Вечером Лена поехала домой.
Это было необычно – по будням она чаще ночевала в лаборатории, на раскладушке за шкафом, которую Дима однажды назвал «резервной кроватью нейронауки». Но сегодня ей нужна была квартира. Не Маша – Маша была у отца до среды, каникулы, расписание, которое Лена и бывший муж согласовали в мессенджере двумя фразами, как согласовывают бизнес-партнёры, переставшие притворяться друзьями. Ей нужно было пространство, отличное от лаборатории, – стены другого цвета, другой запах, другая тишина. Мозгу нужен контраст, чтобы увидеть паттерн. Это она знала профессионально.
Квартира на Среднем проспекте, третий этаж, две комнаты, высокие потолки, старый фонд – коммуналка, расселённая в девяностых и перешедшая к матери, а от матери – к Лене. Обстановка – функциональная: книжные полки (нейробиология, физика, три тома Стругацких, два Лема, «Солярис» – с закладкой на 142-й странице, которая лежала там семь лет), письменный стол с ноутбуком, кухня с электрочайником и кофемашиной, купленной Машей «чтобы ты перестала пить эту растворимую дрянь», и – единственная роскошь – пианино «Красный Октябрь», расстроенное, с тремя мёртвыми клавишами в верхнем регистре, на котором Лена не играла, но которое не могла продать, потому что на крышке оставалась круглая отметина от горячей кружки – мать поставила однажды, много лет назад, и Лена ругалась, а мать смеялась, запрокинув голову.

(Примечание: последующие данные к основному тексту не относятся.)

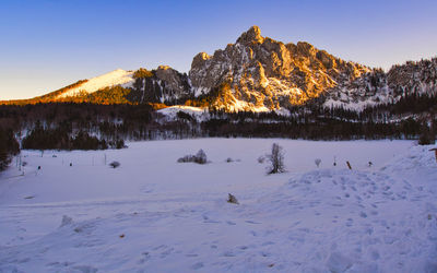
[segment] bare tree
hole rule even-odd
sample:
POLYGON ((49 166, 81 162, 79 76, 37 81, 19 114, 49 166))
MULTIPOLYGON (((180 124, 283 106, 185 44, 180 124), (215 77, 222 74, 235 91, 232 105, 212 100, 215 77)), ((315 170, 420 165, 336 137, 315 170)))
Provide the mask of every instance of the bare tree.
POLYGON ((272 153, 267 155, 267 158, 272 165, 269 167, 269 175, 285 171, 284 151, 277 143, 273 143, 272 153))

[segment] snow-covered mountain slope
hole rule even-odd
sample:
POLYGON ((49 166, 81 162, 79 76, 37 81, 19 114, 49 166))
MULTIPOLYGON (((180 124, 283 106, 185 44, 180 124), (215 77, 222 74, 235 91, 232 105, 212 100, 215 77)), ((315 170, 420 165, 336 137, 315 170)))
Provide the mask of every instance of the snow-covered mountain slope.
POLYGON ((288 173, 271 176, 257 158, 272 140, 25 151, 25 175, 12 177, 12 168, 0 178, 0 271, 437 270, 432 146, 275 141, 288 173), (199 149, 211 163, 176 163, 199 149), (226 202, 228 192, 239 205, 226 202))
POLYGON ((67 92, 58 95, 59 98, 72 97, 72 96, 80 96, 94 93, 98 90, 105 87, 111 87, 116 85, 121 85, 128 87, 133 83, 133 72, 126 71, 122 69, 114 70, 109 73, 92 78, 87 80, 85 83, 75 86, 74 88, 70 88, 67 92))

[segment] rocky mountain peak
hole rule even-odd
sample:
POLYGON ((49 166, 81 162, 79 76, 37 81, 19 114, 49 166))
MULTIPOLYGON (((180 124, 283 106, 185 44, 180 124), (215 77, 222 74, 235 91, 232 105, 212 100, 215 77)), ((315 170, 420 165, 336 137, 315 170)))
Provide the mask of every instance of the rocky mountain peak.
POLYGON ((238 44, 250 45, 250 44, 262 44, 264 41, 264 37, 261 36, 261 29, 253 25, 249 28, 249 31, 245 32, 237 39, 238 44))
POLYGON ((309 43, 284 44, 262 37, 258 26, 243 33, 236 44, 213 56, 194 57, 189 72, 194 94, 206 95, 227 86, 217 99, 227 110, 277 109, 316 98, 338 82, 368 72, 364 66, 345 62, 309 43))

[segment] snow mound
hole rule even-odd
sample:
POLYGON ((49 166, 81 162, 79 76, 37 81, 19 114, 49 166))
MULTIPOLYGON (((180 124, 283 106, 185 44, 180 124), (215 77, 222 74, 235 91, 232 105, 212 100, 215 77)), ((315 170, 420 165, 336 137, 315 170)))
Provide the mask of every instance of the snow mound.
POLYGON ((62 93, 57 98, 76 96, 83 92, 90 94, 90 93, 94 93, 98 90, 115 86, 115 85, 123 85, 125 87, 127 87, 129 84, 133 83, 134 80, 132 76, 133 76, 133 72, 126 71, 122 69, 117 69, 109 73, 92 78, 87 82, 85 82, 74 88, 69 90, 66 93, 62 93))

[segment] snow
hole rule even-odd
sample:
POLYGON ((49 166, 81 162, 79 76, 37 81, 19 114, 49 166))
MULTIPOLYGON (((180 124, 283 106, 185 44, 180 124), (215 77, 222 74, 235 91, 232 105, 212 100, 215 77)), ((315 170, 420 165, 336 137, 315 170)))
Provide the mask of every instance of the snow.
POLYGON ((123 87, 129 87, 134 81, 132 76, 133 76, 132 71, 117 69, 109 73, 92 78, 87 82, 62 93, 61 95, 58 96, 58 98, 75 96, 79 95, 81 92, 86 92, 90 94, 98 90, 115 85, 122 85, 123 87))
POLYGON ((434 145, 282 139, 128 145, 24 151, 24 176, 15 166, 0 174, 0 272, 437 270, 434 145), (273 142, 284 147, 287 173, 268 176, 257 158, 273 142), (211 163, 176 163, 199 149, 211 163), (240 204, 227 203, 227 193, 240 204))

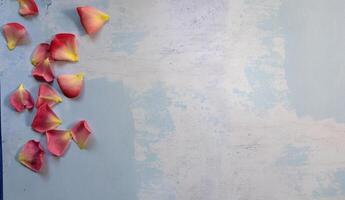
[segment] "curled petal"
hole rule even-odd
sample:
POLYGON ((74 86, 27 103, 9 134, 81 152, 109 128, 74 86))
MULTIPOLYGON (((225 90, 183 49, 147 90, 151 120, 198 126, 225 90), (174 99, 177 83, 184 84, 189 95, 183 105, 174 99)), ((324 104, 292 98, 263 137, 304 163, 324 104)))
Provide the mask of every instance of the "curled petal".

Лена вошла, не включая свет. В коридоре пахло пылью и чуть-чуть – ландышем, хотя ландышем здесь не пахло уже два года, и Лена знала, что это фантомный запах, обонятельная память, срабатывающая в определённых контекстах: усталость + знакомое пространство + ассоциативная цепочка. Нейробиология, а не мистика. Механизм описан, хорошо понятен, легко воспроизводим.
Она прошла в кухню, поставила чайник, села за стол. На столе – стопка Машиных тетрадей, забытых перед поездкой к отцу. Учебник биологии. Пенал с надписью «SAVE THE DRAMA FOR YOUR LLAMA», подаренный кем-то из одноклассниц. Стакан с недопитым чаем – на поверхности плёнка, мелкий мусор, заварка осела на дно мутным осадком.
Лена убрала стакан в раковину, аккуратно сложила тетради.
Чайник закипел. Она заварила чай, села, обхватила кружку обеими ладонями.
И подумала о матери.
Не о хосписе. О до-хосписа. О Нине Павловне Сорокиной – преподавателе астрономии в Петербургском планетарии, женщине с низким голосом и одной серёжкой (вторую потеряла в 1987-м и принципиально не покупала пару), которая нарезала хлеб толстыми ломтями, и Лена-ребёнок ненавидела толстые ломти, а Лена-взрослая отдала бы всё, что имеет, за один.
Мать водила её на крышу – показывать созвездия. Это было незаконно, строго говоря: чердачная дверь запиралась, и ключ хранился у домоуправа, но мать знала домоуправа, и домоуправ знал мать, и ключ появлялся каждый раз, когда было ясное небо и Лене не нужно было в школу на следующий день. Они поднимались по лестнице – мать впереди, Лена за ней, держась за руку, – и выходили на крышу, плоскую, покрытую рубероидом, с бортиком по краю и антенной, которая выглядела, как скелет инопланетного дерева.
«Видишь, Лена? Вон там – Вега. Самая яркая в Лире. А вот Денеб. А вот Альтаир. Летний треугольник. Три звезды, которые не имеют друг к другу никакого отношения, – они на разных расстояниях, летят в разные стороны, – но мы видим треугольник, потому что так устроены наши глаза. Мы – те, кто находит узоры. Даже там, где их нет».
Лена смотрела на звёзды и думала о мозаике: если смотреть достаточно близко, видишь отдельные камешки, бессмысленные осколки цвета, но если отойти на шаг – лицо, город, кентавр, бог. Паттерн, которого нет – и который есть.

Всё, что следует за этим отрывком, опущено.